TITLE: Visualising Survey Data with Likert Scales
DATE: 2017-09-16
AUTHOR: John L. Godlee
====================================================================


Recently I was offered a small amount of consulting work. A company
had conducted a survey over Survey Monkey to look at how satisfied
and engaged their employees were and my job was to analyse these
data to try and tease out any trends. Finally I had to visualise
the data in a way that the company could put together in a little
report and talk about in a meeting. Obviously I can't show any of
the graphs or data that I analysed for that job, because of
confidentiality laws, so I've created an example dataset that I can
use to demonstrate some of the methods I came up with for
effectively visualising the data.

I used R to analyse the data, purely because that is what I know,
though I know the company does the vast majority of their stuff in
Excel.

If you want to follow along you can download the data from here and
an example script from here

 [here](https://johngodlee.xyz/files/likert/example.csv)
 [1](https://johngodlee.xyz/files/likert/example_likert.R)

Cleaning the data

First I need to install some packages, set the working directory
and load the data into R:

   # Packages
   library(dplyr)
   library(tidyr)
   library(ggplot2)

   # Set the working directory
   setwd("~/survey_data")

   # Import data
   survey <- read.csv("example.csv")

Then I can have a look at the data and see that Survey Monkey has
given each respondent a row, each column indicates an answer for a
given question, e.g. "I would work for comX again - Disagree",
"What type of employee are you - Admin". This means that in any
given column many of the cells are empty, and it violates one of
the golden rules of making a table of data, that each column should
contain unique data.

I have no idea why survey monkey thinks this is a good way to
format their data output, but luckily it's easy to remedy using
some dplyr and tidyr magic

First I need to check for any NA and replace them with blank space:

   survey[is.na(survey)] <- ''

Then I need to get rid of the first row which contains the names of
the answer options for each question, as it's not useful:

   survey <- survey %>%
       slice(2:n())

Then I need to concatenate groups of columns so that each column
contains the answers for a unique question:

   # Split the data frame into a data frame for each question
   survey_employee <- survey_header %>%
       select(1:4)

   survey_again <- survey_header %>%
       select(5:9)

   survey_always <- survey_header %>%
       select(10:14)

   survey_line <- survey_header %>%
       select(15:19)

   survey_think <- survey_header %>%
       select(20:24)

   # Concatenate columns in each data frame:
   what_type_of_employee_are_you <- unite(survey_employee,
what_type_of_employee_are_you, 1:4, sep='', remove=F)[1]
   i_would_work_for_comx_again <- unite(survey_again,
i_would_work_for_comx_again, 1:5, sep='', remove=F)[1]
   i_am_always_busy_at_comx <- unite(survey_always,
i_am_always_busy_at_comx, 1:5, sep='', remove=F)[1]
   my_line_manager_values_my_contributions <- unite(survey_line,
my_line_manager_values_my_contributions, 1:5, sep='', remove=F)[1]
   i_think_directors_are_paid_the_right_amount <-
unite(survey_think, i_think_directors_are_paid_the_right_amount,
1:5, sep='', remove=F)[1]

   # Combine into data frame
   survey_cond <- data.frame(what_type_of_employee_are_you,
i_would_work_for_comx_again,
               i_am_always_busy_at_comx,
my_line_manager_values_my_contributions,
               i_think_directors_are_paid_the_right_amount)
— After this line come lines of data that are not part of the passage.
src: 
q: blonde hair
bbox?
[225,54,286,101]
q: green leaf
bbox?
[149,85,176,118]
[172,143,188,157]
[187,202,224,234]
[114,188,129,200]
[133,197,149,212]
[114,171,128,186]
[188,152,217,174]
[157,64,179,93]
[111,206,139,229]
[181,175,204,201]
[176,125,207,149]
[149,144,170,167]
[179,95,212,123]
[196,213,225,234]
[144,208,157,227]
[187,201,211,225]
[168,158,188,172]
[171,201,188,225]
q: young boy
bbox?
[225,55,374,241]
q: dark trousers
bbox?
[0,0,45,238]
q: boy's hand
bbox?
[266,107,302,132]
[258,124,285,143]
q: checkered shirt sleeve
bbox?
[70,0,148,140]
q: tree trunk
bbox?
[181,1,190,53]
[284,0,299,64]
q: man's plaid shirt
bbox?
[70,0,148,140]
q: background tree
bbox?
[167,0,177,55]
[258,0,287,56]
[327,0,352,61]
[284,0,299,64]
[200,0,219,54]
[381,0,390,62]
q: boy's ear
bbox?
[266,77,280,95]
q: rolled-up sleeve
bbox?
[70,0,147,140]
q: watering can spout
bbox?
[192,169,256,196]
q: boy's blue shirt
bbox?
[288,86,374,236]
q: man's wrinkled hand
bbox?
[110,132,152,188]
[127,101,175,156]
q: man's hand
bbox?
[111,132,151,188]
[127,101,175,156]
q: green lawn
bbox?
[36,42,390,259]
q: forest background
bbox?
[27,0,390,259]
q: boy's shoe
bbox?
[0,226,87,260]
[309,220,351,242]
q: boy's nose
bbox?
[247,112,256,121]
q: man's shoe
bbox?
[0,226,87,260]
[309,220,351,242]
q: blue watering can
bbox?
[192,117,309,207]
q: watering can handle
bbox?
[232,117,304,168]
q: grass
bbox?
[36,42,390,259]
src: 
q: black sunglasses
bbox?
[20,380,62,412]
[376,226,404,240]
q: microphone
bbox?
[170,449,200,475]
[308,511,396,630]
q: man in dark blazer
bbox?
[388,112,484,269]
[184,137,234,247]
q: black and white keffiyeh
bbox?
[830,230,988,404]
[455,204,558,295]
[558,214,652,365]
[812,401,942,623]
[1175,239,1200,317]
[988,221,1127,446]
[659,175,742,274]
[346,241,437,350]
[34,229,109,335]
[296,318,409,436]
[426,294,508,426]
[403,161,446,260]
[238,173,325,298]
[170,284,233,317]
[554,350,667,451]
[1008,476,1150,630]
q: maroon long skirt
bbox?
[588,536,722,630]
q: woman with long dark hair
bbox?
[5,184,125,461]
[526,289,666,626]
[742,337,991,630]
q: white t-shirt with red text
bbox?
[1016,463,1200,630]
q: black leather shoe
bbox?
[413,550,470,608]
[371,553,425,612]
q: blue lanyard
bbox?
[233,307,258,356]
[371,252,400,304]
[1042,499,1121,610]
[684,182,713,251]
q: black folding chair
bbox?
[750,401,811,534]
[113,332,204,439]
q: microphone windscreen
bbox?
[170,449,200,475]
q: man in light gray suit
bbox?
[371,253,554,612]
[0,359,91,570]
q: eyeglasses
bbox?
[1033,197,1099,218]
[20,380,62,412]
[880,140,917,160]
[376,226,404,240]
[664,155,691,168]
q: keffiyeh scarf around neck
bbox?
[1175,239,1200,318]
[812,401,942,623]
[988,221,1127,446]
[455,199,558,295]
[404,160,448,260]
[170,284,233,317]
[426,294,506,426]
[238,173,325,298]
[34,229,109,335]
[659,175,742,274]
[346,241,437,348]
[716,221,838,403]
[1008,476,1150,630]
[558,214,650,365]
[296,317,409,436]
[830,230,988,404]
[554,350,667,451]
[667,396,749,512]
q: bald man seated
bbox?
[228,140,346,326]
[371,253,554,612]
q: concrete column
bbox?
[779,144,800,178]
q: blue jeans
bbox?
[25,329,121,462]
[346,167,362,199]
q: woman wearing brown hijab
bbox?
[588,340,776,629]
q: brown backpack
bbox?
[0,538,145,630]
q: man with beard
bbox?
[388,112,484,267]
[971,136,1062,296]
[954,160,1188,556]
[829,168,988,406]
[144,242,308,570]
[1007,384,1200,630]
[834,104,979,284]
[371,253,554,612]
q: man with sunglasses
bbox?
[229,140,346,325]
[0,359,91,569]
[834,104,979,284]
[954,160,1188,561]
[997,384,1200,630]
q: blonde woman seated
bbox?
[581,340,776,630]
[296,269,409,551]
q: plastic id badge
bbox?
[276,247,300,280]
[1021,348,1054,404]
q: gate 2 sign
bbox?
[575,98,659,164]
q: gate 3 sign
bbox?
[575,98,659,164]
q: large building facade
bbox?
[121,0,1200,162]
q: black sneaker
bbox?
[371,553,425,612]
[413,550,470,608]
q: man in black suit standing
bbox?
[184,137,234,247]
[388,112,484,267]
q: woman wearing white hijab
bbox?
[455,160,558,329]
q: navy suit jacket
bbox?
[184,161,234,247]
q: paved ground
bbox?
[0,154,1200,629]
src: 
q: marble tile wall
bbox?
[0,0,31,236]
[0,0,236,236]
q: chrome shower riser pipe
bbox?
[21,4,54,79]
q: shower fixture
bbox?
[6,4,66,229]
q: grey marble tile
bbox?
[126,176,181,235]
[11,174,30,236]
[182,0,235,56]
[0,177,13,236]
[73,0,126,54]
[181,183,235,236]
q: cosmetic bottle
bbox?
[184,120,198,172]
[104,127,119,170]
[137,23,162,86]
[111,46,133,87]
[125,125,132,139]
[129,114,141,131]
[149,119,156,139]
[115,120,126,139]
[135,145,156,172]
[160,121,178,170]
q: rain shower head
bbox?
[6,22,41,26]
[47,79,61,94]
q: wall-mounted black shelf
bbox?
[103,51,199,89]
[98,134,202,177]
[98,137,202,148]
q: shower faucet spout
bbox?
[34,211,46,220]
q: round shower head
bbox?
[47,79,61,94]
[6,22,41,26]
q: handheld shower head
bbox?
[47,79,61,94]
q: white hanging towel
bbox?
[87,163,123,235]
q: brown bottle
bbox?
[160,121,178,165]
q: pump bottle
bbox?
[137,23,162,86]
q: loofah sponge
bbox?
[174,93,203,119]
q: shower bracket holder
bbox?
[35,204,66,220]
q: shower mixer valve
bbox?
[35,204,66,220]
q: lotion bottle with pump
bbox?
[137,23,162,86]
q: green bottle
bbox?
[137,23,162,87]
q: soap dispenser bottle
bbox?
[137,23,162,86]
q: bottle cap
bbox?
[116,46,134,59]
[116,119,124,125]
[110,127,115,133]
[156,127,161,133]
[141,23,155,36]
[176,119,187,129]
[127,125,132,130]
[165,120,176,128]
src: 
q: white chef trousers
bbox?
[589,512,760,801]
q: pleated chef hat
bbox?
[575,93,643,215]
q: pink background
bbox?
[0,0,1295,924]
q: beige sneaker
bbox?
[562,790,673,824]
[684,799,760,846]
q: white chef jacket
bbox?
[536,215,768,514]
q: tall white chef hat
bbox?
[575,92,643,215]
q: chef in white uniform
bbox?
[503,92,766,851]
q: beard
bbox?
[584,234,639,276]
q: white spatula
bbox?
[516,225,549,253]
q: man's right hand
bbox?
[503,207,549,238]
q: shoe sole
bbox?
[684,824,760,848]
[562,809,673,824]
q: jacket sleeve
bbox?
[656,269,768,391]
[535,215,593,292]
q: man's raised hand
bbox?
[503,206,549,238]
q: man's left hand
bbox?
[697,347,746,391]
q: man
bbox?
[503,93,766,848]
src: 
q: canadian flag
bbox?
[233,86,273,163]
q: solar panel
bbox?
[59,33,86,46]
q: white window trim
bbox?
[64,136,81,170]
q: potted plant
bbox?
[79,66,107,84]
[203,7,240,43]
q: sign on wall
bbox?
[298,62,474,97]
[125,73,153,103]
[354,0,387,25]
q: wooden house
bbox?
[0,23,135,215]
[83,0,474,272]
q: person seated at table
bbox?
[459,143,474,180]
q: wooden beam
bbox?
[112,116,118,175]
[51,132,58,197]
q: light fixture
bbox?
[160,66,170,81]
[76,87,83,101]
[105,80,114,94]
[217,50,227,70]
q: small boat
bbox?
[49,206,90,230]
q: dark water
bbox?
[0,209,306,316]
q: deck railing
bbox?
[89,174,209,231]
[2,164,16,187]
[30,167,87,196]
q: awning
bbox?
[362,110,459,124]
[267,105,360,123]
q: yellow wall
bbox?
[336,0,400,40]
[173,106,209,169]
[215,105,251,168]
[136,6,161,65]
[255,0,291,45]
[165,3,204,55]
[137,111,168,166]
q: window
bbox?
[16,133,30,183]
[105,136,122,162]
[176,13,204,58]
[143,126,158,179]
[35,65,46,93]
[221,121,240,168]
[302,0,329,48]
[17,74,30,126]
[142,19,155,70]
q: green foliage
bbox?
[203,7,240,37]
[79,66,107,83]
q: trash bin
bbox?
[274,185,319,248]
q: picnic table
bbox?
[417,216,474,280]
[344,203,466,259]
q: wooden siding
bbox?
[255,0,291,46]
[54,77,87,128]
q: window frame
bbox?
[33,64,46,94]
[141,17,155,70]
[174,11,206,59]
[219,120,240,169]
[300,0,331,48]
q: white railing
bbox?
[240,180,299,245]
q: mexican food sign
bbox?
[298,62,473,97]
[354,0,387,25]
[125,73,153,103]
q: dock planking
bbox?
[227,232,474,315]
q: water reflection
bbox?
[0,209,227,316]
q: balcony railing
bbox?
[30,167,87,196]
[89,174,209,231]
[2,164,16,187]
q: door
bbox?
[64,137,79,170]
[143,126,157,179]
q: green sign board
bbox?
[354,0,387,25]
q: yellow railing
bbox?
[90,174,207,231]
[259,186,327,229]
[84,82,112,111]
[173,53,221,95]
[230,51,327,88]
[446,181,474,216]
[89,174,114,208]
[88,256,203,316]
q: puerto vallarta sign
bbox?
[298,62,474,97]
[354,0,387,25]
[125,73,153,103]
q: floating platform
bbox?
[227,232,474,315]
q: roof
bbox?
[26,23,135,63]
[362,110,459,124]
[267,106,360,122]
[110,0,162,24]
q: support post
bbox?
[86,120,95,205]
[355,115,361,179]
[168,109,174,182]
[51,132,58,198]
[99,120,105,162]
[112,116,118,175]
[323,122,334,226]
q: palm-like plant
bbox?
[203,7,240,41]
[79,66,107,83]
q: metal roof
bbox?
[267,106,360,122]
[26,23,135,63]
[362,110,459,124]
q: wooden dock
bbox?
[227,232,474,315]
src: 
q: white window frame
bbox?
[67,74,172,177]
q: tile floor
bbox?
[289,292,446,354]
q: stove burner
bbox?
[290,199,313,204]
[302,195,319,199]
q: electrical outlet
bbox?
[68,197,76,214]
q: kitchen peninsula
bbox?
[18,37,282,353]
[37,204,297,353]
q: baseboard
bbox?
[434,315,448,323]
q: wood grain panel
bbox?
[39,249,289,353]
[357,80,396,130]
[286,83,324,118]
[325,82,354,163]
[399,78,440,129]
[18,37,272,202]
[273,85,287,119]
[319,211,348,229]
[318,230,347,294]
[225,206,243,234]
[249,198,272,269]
Now each column has all the answers for a question, and no two
columns contain data relating to the same question.

Making pivot tables

I can convert the answers for each question into a numerical form,
centred on zero:

   survey_cond_num <- survey_cond %>%
       mutate(i_would_work_for_comx_again =
recode(i_would_work_for_comx_again,
           "Strongly disagree" = -2,
           "Disagree" = -1,
           "Neither agree nor disagree" = 0,
           "Agree" = 1,
           "Strongly agree" = 2),
       i_am_always_busy_at_comx = recode(i_am_always_busy_at_comx,
           "Strongly disagree" = -2,
           "Disagree" = -1,
           "Neither agree nor disagree" = 0,
           "Agree" = 1,
           "Strongly agree" = 2),
       my_line_manager_values_my_contributions =
recode(my_line_manager_values_my_contributions,
           "strongly disagree" = -2,
           "disagree" = -1,
           "neither agree nor disagree" = 0,
           "agree" = 1,
           "strongly agree" = 2),
       i_think_directors_are_paid_the_right_amount =
recode(i_think_directors_are_paid_the_right_amount,
           "strongly disagree" = -2,
           "disagree" = -1,
           "neither agree nor disagree" = 0,
           "agree" = 1,
           "strongly agree" = 2))

Then use this new data frame to create pivot tables for each
question, showing how each employee group scored:

   heirarchy <- c("Director", "Consultant", "HR", "Admin")
   col_names <- names(select(survey_cond, 2:5))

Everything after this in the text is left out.